South Africa is set to lift a long-standing ban on shale gas exploration this month. The ban which was imposed in 2011 stopped the regulator from processing new applications for reconnaissance permits, as well as exploration and production rights.
According to the country’s environmental minister the lifting of the ban is following the finalization of the shale gas regulation framework. The earlier implementation of the ban was owing to a public outcry and court action by environmental campaigners concerned about the impact of hydraulic fracking in the ecologically sensitive Karoo region.
“Once those regulations are gazetted, I lift the moratorium,” Minister of Mineral and Petroleum Resources Gwede Mantashe told Reuters. “The economy needs a growth trigger and oil and gas are those triggers.”
The regulations on shale gas will provide a framework to control environmental and safety concerns, including water challenges, associated with fracking in the semi-arid Karoo region.

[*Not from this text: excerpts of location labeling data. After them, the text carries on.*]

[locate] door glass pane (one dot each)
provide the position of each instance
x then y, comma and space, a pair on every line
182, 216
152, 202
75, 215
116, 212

South Africa, the continent’s most advanced economy, relies on piped gas from Mozambique to supply industrial users and needs new supplies as those fields are depleted. The country’s first liquefied natural gas import terminal is being developed at Richards Bay.
The Petroleum Agency of South Africa estimates the Karoo Basin holds around 209 trillion cubic feet of technically recoverable shale gas resources.However, a 2017 study by geologists at University of Johannesburg said the amount ranged between 13 tcf and 390 tcf and was probably close to the lower end of that range.